Galileo Galilei

This is Galileo Galilei.
The Starry Messenger.

The Milky Way.

Galileo was born in Pisa, Duchy of Florence, Northwest Italy on February 15, 1564. He died January 8, 1642. His full name was Galileo di Vencenzo Bonaiuti de' Galilei. During his life he achieved great things. His fields were astronomy, physics and mathematics. He was the oldest of his six brothers and sisters. Sadly only four survived infancy. His father was Vincenzo Galilei (who was a musician) and his mother was Giulia Ammannati. When he was eight years old his family moved to Florence, Italy. But he didn't go to Florence instead he was left with Jacopo Borghini for two years. After those two years Galileo was educated in the Camaldolese Monastary at Vallombrosa. Then he enrolled in medical school at the University of Pisa, even though Galileo considered being a priest. He didn't complete this degree and studied mathematics. Then in 1589 in Pisa he became the chair of mathematics. He then began teaching mathematics in 1592 at the University of Padua. Then in 1610 Galileo wrote a book called The Starry Messenger in which he published his findings. This was made possible by using the printing press. In his book he made it clear that he supported the Copernican theory. The Catholic church was outraged because at that time they believed in Ptolemy's view which was that the earth was the center of the planetary system. In 1616 he was banned from holding or defending Copernicus' views. He didn't publish another book for the next 16 years. Then in 1624 he got permission from the pope to write a book about Ptolemy's and Copernicus' views as long as he didn't defend Copernicus' side.

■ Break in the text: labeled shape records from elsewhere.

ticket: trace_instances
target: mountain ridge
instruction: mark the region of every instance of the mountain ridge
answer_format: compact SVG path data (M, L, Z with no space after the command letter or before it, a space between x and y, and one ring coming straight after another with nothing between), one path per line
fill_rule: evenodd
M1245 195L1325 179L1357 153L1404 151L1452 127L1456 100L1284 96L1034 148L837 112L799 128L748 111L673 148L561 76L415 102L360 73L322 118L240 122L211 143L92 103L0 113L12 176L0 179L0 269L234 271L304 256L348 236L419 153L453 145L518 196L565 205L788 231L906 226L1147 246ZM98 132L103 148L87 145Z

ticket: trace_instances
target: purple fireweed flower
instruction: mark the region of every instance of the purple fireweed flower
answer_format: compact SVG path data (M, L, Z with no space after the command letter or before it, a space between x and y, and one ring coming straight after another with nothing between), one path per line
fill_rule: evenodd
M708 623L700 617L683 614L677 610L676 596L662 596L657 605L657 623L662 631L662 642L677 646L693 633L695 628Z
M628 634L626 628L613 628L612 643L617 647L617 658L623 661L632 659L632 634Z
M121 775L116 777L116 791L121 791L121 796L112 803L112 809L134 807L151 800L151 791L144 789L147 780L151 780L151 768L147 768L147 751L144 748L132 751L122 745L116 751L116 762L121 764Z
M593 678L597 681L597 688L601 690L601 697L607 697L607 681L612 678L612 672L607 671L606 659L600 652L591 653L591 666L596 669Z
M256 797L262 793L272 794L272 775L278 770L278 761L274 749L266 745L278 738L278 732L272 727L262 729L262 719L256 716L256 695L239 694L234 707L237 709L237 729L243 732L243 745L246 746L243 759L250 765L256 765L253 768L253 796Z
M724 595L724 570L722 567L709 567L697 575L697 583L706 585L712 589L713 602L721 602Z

In 1632 the book was published the title was Dialogue of the Two World Systems- Ptolemaic and Copernican. In the book he made clear that he supported Copernicus' views. Then he was summoned to be formally tried in a church court and threatened with torture if he didn't reject his views. After five days of being tried he agreed to renounce his views and was sentenced to house arrest. He then spent the remainder of his life on his estate near Florence. Through poor health and increasing blindness he continued to work and produced an important book on mechanics until he died on January 8, 1642.

Galileo discovered many things. One of his discoveries was the discovery of the four moons of Jupiter known as the Galileon moons. These moons names are Io, Europa, Ganymede and Callisto. Galileo discovered these moons in 1610. He also did experiments on gravitation and motion. But what he is most famous for is astronomy. During his life the first telescope was invented, but it wasn't strong enough for what he wanted to see. He decided to build his own telescope which was much stronger then the first one ever made. It could magnify distant objects upto 33 times the size of the naked eye.Da Vinci's inventions Some observations he made were that the Milky Way was not a band of mist but a lot of stars. He also went against many peoples beliefs and saw through his telescope that the moon was not flat but was full of ditches and hills. He also was a big believer in the Copernicus theory. The theory was that the sun is the center of the planetary system. Many people at that time believed that earth was the center of the planetary system.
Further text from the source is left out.